The buzz of busy commuters, as well as the lack thereof, leave information-rich fingerprints on all aspects of people’s lives. In EPJ Data ScienceEszter Bokányi and team to analyze 63 million tweets originated across the United States over a 10-month period and finds links between unemployment rates and user activity on Twitter.
Pixabay, public domain CC0
Guest post by Eszter Bokányi
Until recently, collecting and analyzing data on individual humans on a large scale was a long, expensive and arduous task. With the advent of the digital age, there is an increasing amount of data accessible online that allows for the analysis and modeling of human behavior. However, our understanding of these digital data sources and the methods that link data to real-world outcomes is still limited.
One of the more interesting data that can be gleaned from these fingerprints is the one that has geographic information attached to it. By linking digital data to geographic areas, researchers are able to predict different phenomena ranging from land use patterns to estimates of poverty, population density or crime rates.
In our article just published on EPJ Data Science, we are dealing with a framework for estimating US county employment and unemployment rates. Previous research could link individuals’ daily activity patterns to the regularity of their working hours, unemployment to the psychological effects measurable in mobile communication patterns, and aggregate daily activities of certain time intervals of geographic regions to unemployment. THE current jobThe goal of is to provide an alternative narrative and a larger mathematical framework for these estimates.
We collected the aggregate daily activity timelines of US counties from the normalized number of messages sent each hour on the online social network Twitter from January 2014 to October 2014. These aggregate timelines are the overlaps of many individuals’ timelines that we cannot measure due to of the scarcity of data. But if we could group individuals into groups that behave consistently based on their daily activity patterns, the data would allow us to measure the extent to which each group’s time series features in the county-wide time series.
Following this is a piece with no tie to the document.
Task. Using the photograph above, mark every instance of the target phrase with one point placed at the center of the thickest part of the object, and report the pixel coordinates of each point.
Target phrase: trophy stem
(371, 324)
We assume that according to their daily time series there are two types of people: those who have regular working hours and those who do not. We formulate our hypothesis that each county’s timeline is a linear combination of these two models, and then look for the underlying patterns and linear combination factors that minimize errors with respect to the data’s timeline measurements.
This type of analysis would allow policy makers to better understand the processes linked to employment phenomena.
It turns out that the underlying « hidden » patterns actually match one that has earlier morning and nighttime activity and one that shows a later upward shift in the morning and increased nighttime activity. Furthermore, the mixing factor indicating the extent of the anticipated increase pattern in county models correlates significantly with employment rates (0.46 ± 0.02) and with an opposite sign with unemployment rates ( −0.34 ± 0.02).
Our results therefore show that, analyzing a relatively scarce publicly available geolocation dataset, a very simple model can explain employment/unemployment to some extent. This type of analysis would allow policy makers to better understand the processes related to employment phenomena and could form the basis of future datasets, where problems could be identified not only on the basis of officially registered unemployed, but also on the basis of data fingerprints that people leave on different platforms.
Read the full article Here.
Eszter studied physics at the Eötvös Loránd University in Budapest and at the Humbolt Universität zu Berlin majoring in statistical physics. She is currently a graduate student at Eötvös Loránd University, where her main research area is to study how social phenomena can be captured through statistical physical methods using various fingerprints of individuals.